First, dbt will transform the data by casting it to the correct values in a staging area while using the raw source data. Once staged, generic and a few singular tests are run to adhere to dbt best practices. From here, model references to the stage data are used in creating intermediate models for the dimensions and fact table. This is where surrogate keys are added and any complex joins or logic is created.
Finally, the final fact and dimensions are created with a new set of generic tests, unit tests, custom tests, and some data governance best practices are applied as data contracts are enforced on the final models to ensure constraints and data types don’t change without being captured and documented.
The entire process is captured in documentation below for staging and for final fact/dim. The jobs set up are for a production environment using a standard continuous deployment job for daily batching and a slim CI job that runs on any pull request to automatically integrate into production. There is also a weekly job that runs once every Sunday evening to do a full refresh for any data not captured incrementally through the week.
Base Requirements:
- Import source data from external stage in AWS S3 bucket.
- Layer architecture: stage, intermediate with business logic, consumption layer.
- Implement testing for sources from generic to custom to unit testing.
- Add third-party package for meta testing to ensure proper schema tests at stage layer.
- Clean and de-duplicate data as needed.
- Add type 2 slowly changing dimension to capture customer, product, and employee changes for a history table and current table.
- Add incremental model to capture new orders that are loaded.
- Create a dimensional model as tables for consumption layer.
- Add surrogate keys to each dimension and fact.
- Create documentation for all.
- Create a standard CI (continuous integration) job for any future changes.
- Create standard daily schedule for CD (continuous deployment) M-F.
- Create a full refresh job that occurs once weekly on Sundays to capture any increments that may have slipped through dev.
- Add data contracts to enforce constraints and satisfy stakeholder requirements at consumption layer.
- Create high-level Tableau Dashboard to cover basic KPI's.
Note: In a production-style process, we would have more steps like capacity planning where we nail down the volume, velocity, variety, and veracity of our data but given the inputs are pseudo, it’s hard to "pseudoize" the capacity plan, but realistically, we would just use a multiple on our average file size by cadence to gauge our compute usage. Adding to that in a variety of ways would be cps analysis in Snowflake but that is beyond the scope of this example. We would also consider our integration strategy to understand formatting issues and naming standards.

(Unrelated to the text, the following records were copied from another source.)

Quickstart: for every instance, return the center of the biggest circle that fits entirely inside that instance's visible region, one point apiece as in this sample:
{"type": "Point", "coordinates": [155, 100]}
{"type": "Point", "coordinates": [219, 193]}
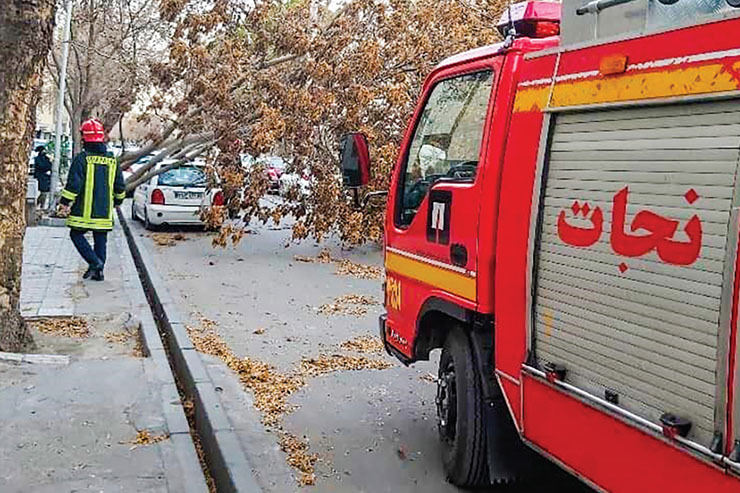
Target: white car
{"type": "Point", "coordinates": [174, 197]}
{"type": "Point", "coordinates": [290, 180]}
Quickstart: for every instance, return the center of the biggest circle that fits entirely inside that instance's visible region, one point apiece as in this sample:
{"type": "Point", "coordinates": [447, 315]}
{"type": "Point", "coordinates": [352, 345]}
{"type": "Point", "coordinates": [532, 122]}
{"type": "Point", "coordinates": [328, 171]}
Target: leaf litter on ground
{"type": "Point", "coordinates": [167, 239]}
{"type": "Point", "coordinates": [146, 437]}
{"type": "Point", "coordinates": [271, 388]}
{"type": "Point", "coordinates": [345, 267]}
{"type": "Point", "coordinates": [349, 304]}
{"type": "Point", "coordinates": [73, 327]}
{"type": "Point", "coordinates": [363, 344]}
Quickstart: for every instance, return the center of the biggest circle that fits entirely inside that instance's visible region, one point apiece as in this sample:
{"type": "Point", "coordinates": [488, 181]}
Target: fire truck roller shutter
{"type": "Point", "coordinates": [633, 274]}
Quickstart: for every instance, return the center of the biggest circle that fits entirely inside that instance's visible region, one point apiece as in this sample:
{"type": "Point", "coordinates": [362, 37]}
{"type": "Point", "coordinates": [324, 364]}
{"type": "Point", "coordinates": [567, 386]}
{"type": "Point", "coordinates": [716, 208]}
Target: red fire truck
{"type": "Point", "coordinates": [563, 223]}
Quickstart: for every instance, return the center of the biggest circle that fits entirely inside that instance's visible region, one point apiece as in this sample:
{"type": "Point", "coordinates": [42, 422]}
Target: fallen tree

An example of the basic process flow is as follows:
- Layered Engineering with staging, intermediate, fact and dim models.

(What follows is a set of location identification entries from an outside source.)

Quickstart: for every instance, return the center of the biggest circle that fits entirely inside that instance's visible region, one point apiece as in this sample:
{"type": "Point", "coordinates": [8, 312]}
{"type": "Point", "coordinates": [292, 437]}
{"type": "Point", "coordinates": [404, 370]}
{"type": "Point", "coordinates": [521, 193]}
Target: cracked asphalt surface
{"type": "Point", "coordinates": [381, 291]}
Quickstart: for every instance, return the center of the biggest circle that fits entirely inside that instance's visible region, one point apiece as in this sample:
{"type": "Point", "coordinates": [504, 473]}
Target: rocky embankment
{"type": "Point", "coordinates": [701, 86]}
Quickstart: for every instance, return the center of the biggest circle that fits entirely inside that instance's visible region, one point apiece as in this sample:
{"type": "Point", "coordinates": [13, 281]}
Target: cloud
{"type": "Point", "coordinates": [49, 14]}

- External staging with AWS.
- Materializations: view to advanced incremental and type 2 SCD’s
- Testing: generic, unit and custom are all utilized.
- CI/CD job/environments set and used for dbt cloud.
- Macros
- Data contracts
- Star Schema
- Data Visualization with Tableau (exposures may be add here-TBD)

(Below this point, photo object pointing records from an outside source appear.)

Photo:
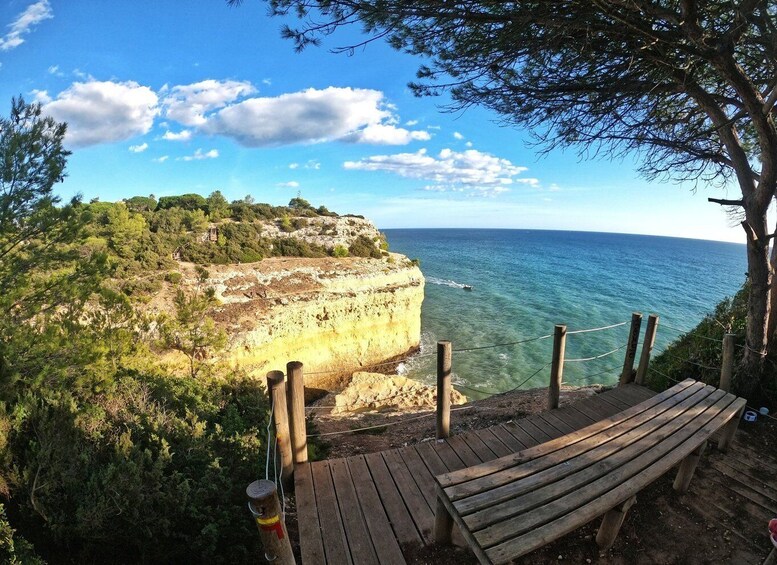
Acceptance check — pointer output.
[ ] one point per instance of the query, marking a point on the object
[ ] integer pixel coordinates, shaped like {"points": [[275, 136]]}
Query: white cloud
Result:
{"points": [[183, 135], [311, 116], [40, 96], [189, 103], [103, 112], [24, 22], [199, 155], [139, 148], [469, 171]]}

- And nothing fancy happening with the SQL! Its all very basic.
The goal here is to take some data, model it using a layered architecture while applying some software engineering best practices. We are going to set up a CI/CD job from start to finish with our finished product being a consumable star schema.
Why I incorporate layered architecture:
- Primarily b/c it is a best practice that allows us to separate concerns, use modularity and improve our maintainabilty of our code by allowing for independent developing, testing and modification of each layer. This makes for easier scaling and adaptibility to changing requirements that minimizes impacts on other parts of the system.
Key benefits of using layered architecture:
- Separation of Concerns: Each layer focuses on a specific aspect of the application, preventing code mixing and simplifying logic management.
- Improved Maintainability: Changes within a layer can be made without significantly affecting other layers, making maintenance easier.
- Scalability: Individual layers can be scaled independently based on their specific load requirements.
- Testability: Each layer can be tested individually, simplifying the testing process.
- Reusability: Components within a layer can often be reused across different projects.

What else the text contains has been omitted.